The latest CIA documents released by WikiLeaks as part of the Vault 7 dump explain how a tool suite called Brutal Kangaroo can infect Windows machines on air-gapped networks by using USB drives.
HOW BRUTAL KANGAROO WORKS
A Brutal Kangaroo infection requires multiple steps. First, an Internet-connected computer in the targeted organization must be infected. Brutal Kangaroo utilizes four components to infect isolated computers and execute arbitrary code:
- Drifting Deadline is the thumbdrive infection tool. Advanced configurations provide flexibility and allow tailor-made solutions for cyber operations.
- Shattered Assurance is a server tool that is deployed to the Internet-connected computer and handles automated infection of thumbdrives remotely.
- Shadow is a stage two tool that is distributed across a closed network and acts as a covert command-and-control network and the primary persistence mechanism.

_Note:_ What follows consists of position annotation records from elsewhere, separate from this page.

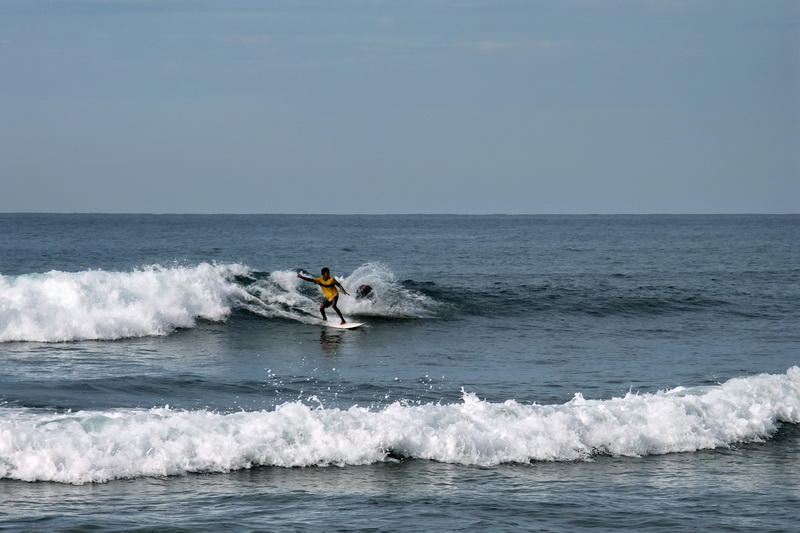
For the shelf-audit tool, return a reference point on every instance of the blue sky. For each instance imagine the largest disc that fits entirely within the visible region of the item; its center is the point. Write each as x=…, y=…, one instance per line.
x=361, y=106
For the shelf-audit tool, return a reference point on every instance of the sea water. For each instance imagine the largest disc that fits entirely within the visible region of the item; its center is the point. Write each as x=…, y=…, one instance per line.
x=516, y=373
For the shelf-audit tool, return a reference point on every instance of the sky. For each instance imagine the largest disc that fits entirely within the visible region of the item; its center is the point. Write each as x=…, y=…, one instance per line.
x=406, y=106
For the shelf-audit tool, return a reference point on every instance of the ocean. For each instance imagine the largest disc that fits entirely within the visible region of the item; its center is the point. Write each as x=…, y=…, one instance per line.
x=514, y=373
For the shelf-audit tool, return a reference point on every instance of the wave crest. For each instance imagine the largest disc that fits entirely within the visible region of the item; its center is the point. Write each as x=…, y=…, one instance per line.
x=96, y=446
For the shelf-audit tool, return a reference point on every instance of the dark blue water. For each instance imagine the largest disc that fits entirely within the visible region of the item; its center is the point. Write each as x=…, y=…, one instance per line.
x=553, y=373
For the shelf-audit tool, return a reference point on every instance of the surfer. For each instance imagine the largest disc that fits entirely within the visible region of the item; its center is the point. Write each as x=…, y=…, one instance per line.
x=329, y=285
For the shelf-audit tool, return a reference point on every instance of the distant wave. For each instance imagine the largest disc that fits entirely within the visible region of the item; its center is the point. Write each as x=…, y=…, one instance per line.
x=155, y=300
x=97, y=446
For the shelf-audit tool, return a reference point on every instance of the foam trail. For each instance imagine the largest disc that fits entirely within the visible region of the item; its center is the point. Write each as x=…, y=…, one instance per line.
x=97, y=446
x=389, y=298
x=101, y=305
x=283, y=295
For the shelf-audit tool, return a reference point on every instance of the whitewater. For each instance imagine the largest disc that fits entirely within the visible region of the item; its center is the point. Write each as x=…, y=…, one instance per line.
x=96, y=446
x=515, y=373
x=61, y=306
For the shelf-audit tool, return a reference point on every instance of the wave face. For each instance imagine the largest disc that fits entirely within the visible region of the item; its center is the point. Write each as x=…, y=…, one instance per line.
x=155, y=300
x=97, y=446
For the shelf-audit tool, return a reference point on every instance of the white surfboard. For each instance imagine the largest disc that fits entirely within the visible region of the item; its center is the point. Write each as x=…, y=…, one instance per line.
x=348, y=325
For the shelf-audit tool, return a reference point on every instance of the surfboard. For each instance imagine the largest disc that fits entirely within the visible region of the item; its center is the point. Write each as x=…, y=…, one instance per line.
x=349, y=325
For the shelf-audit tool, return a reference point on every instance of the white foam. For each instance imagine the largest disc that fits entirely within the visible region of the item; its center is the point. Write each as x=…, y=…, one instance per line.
x=66, y=306
x=283, y=295
x=96, y=446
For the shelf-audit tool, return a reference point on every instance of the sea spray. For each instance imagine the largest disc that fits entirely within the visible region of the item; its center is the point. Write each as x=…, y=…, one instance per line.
x=97, y=446
x=101, y=305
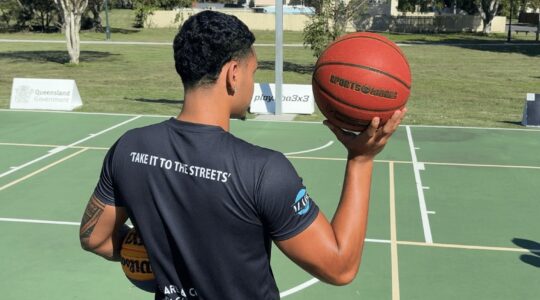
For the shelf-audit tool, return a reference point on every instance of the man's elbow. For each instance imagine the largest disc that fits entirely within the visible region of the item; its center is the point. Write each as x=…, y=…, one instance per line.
x=86, y=245
x=341, y=279
x=340, y=276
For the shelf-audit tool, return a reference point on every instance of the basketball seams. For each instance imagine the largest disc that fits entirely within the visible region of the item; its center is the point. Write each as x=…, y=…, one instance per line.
x=392, y=45
x=365, y=68
x=337, y=99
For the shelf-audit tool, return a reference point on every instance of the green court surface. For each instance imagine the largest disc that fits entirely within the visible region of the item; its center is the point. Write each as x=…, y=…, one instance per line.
x=453, y=215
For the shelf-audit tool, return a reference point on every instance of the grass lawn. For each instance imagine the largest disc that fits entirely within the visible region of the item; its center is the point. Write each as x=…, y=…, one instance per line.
x=458, y=79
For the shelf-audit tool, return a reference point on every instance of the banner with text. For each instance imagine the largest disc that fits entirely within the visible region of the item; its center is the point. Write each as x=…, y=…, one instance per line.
x=296, y=99
x=50, y=94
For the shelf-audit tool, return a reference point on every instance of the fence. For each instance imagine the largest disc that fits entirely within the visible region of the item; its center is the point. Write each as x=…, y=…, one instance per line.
x=410, y=24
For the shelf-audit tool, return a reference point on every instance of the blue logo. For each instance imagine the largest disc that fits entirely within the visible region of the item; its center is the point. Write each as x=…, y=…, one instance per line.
x=302, y=203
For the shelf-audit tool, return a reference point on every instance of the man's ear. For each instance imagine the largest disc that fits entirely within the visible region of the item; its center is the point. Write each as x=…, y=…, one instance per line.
x=232, y=69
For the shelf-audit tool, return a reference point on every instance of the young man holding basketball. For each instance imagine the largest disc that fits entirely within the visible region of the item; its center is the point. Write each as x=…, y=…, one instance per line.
x=207, y=204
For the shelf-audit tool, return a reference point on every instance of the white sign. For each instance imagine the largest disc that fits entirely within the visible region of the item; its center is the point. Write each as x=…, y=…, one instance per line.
x=51, y=94
x=296, y=99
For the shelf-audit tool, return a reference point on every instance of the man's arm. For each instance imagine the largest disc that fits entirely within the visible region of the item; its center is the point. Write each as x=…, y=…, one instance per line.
x=331, y=251
x=103, y=228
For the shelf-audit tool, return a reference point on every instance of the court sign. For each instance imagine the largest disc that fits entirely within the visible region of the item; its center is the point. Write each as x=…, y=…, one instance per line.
x=47, y=94
x=296, y=99
x=531, y=110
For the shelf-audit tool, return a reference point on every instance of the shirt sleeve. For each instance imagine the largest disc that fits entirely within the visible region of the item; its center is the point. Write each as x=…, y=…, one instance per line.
x=104, y=190
x=284, y=205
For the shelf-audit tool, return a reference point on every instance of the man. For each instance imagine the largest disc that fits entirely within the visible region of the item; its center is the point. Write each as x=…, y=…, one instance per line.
x=207, y=204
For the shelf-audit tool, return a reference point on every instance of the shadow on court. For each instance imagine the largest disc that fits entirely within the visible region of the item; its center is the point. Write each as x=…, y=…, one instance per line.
x=287, y=67
x=532, y=259
x=124, y=30
x=60, y=57
x=157, y=101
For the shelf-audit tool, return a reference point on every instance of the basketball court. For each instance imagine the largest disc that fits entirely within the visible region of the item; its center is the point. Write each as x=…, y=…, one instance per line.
x=454, y=211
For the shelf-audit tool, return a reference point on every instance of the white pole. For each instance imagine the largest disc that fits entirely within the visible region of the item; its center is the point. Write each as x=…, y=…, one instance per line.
x=279, y=56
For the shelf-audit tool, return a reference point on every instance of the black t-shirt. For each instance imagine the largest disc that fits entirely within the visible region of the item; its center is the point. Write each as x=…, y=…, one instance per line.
x=207, y=206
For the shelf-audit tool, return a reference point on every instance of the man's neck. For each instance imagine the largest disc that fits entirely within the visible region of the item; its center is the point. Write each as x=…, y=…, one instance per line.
x=206, y=106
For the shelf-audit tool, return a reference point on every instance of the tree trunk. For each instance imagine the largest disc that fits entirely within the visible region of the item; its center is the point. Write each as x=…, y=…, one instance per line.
x=488, y=10
x=72, y=11
x=95, y=8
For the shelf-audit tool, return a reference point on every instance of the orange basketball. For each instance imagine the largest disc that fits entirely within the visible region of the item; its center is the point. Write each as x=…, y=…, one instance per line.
x=360, y=76
x=135, y=262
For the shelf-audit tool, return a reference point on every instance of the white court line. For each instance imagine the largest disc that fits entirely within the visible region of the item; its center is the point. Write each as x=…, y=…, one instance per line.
x=318, y=158
x=42, y=169
x=62, y=148
x=393, y=235
x=420, y=189
x=311, y=150
x=253, y=120
x=407, y=243
x=298, y=288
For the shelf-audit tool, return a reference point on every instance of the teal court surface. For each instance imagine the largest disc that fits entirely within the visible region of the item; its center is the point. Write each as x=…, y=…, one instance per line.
x=454, y=211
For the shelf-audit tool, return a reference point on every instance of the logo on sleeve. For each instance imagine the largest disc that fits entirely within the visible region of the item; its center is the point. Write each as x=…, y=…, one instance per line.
x=302, y=203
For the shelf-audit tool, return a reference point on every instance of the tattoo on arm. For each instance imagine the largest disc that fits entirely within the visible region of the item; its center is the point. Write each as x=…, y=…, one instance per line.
x=93, y=211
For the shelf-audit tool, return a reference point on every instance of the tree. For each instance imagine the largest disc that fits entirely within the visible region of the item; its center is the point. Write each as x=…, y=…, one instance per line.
x=488, y=10
x=95, y=7
x=44, y=10
x=8, y=11
x=330, y=22
x=72, y=11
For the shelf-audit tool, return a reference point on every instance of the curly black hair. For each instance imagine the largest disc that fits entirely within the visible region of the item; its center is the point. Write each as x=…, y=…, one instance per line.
x=205, y=43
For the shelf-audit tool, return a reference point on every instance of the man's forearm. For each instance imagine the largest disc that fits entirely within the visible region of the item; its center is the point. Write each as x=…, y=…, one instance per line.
x=110, y=249
x=350, y=220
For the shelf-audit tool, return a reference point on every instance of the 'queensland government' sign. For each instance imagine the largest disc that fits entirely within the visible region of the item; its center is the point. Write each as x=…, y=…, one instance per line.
x=50, y=94
x=295, y=99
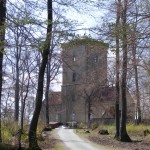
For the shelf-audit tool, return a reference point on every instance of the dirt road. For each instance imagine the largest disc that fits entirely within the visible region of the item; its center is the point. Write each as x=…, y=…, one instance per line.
x=74, y=142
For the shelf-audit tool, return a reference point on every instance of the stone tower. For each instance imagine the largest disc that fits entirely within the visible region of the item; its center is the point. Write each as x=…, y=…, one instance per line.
x=84, y=66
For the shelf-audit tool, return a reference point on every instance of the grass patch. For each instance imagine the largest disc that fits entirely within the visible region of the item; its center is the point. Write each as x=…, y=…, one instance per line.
x=9, y=147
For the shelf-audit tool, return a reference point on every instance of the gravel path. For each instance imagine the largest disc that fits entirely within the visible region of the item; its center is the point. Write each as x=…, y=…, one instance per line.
x=74, y=142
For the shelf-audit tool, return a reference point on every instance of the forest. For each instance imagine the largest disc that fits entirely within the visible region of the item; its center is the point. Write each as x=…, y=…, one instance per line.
x=31, y=34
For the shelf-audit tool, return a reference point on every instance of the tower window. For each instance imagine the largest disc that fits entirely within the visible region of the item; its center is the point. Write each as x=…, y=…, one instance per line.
x=74, y=77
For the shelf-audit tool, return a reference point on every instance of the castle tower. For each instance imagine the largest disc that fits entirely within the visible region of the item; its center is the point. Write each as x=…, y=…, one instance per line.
x=84, y=66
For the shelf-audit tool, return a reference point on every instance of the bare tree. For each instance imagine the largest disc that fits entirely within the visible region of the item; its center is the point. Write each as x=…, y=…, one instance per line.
x=123, y=132
x=2, y=40
x=33, y=125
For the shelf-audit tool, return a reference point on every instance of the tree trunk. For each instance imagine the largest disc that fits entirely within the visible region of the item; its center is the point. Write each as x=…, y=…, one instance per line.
x=16, y=116
x=134, y=61
x=2, y=39
x=47, y=93
x=117, y=112
x=123, y=132
x=39, y=96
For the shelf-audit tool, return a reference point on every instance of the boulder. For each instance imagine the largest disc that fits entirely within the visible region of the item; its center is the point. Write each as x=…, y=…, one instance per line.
x=103, y=132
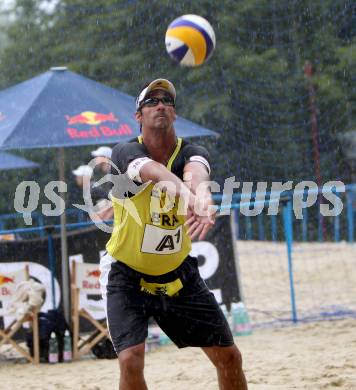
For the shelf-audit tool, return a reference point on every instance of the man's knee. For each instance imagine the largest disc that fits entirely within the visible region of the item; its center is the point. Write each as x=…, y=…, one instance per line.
x=131, y=360
x=230, y=357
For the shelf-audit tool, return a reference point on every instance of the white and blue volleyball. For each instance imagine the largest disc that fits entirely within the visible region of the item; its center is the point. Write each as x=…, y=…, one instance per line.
x=190, y=40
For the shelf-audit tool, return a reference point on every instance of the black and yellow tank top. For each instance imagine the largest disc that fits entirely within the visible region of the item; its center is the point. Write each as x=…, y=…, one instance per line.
x=149, y=234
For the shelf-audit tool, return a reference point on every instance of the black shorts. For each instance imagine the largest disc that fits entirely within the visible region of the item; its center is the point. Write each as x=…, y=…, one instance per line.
x=191, y=318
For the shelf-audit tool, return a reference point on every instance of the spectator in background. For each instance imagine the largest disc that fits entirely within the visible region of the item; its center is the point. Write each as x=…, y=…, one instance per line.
x=102, y=163
x=83, y=175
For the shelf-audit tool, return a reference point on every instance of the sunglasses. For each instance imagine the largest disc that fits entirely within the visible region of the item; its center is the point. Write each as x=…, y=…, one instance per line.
x=152, y=102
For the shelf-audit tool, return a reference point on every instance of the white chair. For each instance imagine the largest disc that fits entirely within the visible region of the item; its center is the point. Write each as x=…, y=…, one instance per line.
x=85, y=278
x=10, y=295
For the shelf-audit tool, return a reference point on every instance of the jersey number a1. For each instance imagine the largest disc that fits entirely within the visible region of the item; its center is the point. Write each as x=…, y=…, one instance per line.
x=168, y=241
x=161, y=241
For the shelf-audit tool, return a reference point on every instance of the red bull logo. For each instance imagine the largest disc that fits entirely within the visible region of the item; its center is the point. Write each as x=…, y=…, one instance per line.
x=91, y=118
x=98, y=126
x=94, y=274
x=5, y=279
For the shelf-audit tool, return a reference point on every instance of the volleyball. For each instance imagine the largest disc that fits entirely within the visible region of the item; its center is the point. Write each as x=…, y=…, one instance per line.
x=190, y=40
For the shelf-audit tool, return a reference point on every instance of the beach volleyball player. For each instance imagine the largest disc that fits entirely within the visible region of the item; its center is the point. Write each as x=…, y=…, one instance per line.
x=147, y=271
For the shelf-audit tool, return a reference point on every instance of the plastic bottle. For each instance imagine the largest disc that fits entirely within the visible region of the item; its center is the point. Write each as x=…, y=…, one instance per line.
x=53, y=349
x=152, y=341
x=228, y=316
x=67, y=347
x=241, y=321
x=164, y=339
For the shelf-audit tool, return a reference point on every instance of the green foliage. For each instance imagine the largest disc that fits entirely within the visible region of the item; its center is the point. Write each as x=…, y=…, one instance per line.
x=252, y=91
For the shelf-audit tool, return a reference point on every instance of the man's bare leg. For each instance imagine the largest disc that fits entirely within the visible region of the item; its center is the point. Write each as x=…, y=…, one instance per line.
x=228, y=363
x=131, y=362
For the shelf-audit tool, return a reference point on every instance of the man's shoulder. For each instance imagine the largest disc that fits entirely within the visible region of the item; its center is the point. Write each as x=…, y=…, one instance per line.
x=190, y=148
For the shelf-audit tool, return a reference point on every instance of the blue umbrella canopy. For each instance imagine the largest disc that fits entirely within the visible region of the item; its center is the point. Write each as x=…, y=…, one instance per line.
x=60, y=108
x=10, y=161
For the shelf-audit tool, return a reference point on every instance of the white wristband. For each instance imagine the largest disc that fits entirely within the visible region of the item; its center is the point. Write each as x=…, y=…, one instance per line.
x=202, y=160
x=133, y=170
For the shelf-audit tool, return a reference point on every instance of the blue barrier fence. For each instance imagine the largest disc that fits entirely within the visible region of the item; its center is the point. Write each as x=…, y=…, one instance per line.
x=266, y=228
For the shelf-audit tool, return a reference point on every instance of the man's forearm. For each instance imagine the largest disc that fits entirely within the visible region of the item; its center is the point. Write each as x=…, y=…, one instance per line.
x=166, y=180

Once multiple Shadow instances are installed and share USB drives, tasking and payloads can be sent back and forth.
- Broken Promise is the postprocessor in the back end and used to decrypt the collected data.
The primary execution vector used by the infected thumbdrives is a vulnerability in Windows that can be exploited by hand-crafted link files that load and execute programs without user interaction other than viewing them in Internet Explorer. Older versions of the tool suite used a mechanism called EZCheese, but a newer version called Lachesis/RiverJack seems to use a different link file vulnerability related to Windows' library-ms functionality.
How Brutal Kangaroo spreads
As we mentioned in a previous Vault 7 blog post, WikiLeaks’ Julian Assange promised to work with hardware and software vendors on fixing zero days disclosed in the Vault 7 leak before releasing more information about the flaws. Microsoft’s June Patch Tuesday, which was released nine days before the latest WikiLeaks dump, fixed 94 vulnerabilities, including 18 that were rated critical. One of those vulnerabilities is CVE-2017-8464 – LNK Remote Code Execution Vulnerability. This gave people and organizations time to update their machines before attackers read the CVE, researched the flaw and built a tool that exploited unpatched systems.
The leaked user guide was originally written on May 11, 2015, and revised on Feb. 23, 2016, and it deprecated older tools called EZCheese (a zero-day exploit until March 2015) and Emotional Simian, (available since August 2012), and were detailed in the leaks.
Cybereason Intelligence Group’s takeaways
This tool set combined with security incidents we have seen in recent years - including ones that target critical infrastructure, like the 2015 attack that took down the Ukraine power grid - prove that there is no 100 percent air-gapped network. Every system, including specialized ones, requires updates and patches, and, at some point, information has to be either fed in or pulled from the isolated network. The real challenge is establishing a level of network visibility that provides a highly detailed view of all activity.
Organizations, especially those with air-gapped networks, need to manually install the latest security updates from Microsoft’s June security update. This will prevent attackers from using the vulnerability outlined in the Brutal Kangaroo documents.
WikiLeaks seems to have stuck to its pledge to not release vulnerability details until after it contacted the vendor. A patch for the vulnerability outlined in the Brutal Kangaroo tool set was released 10 days before WikiLeaks publicly shared this information.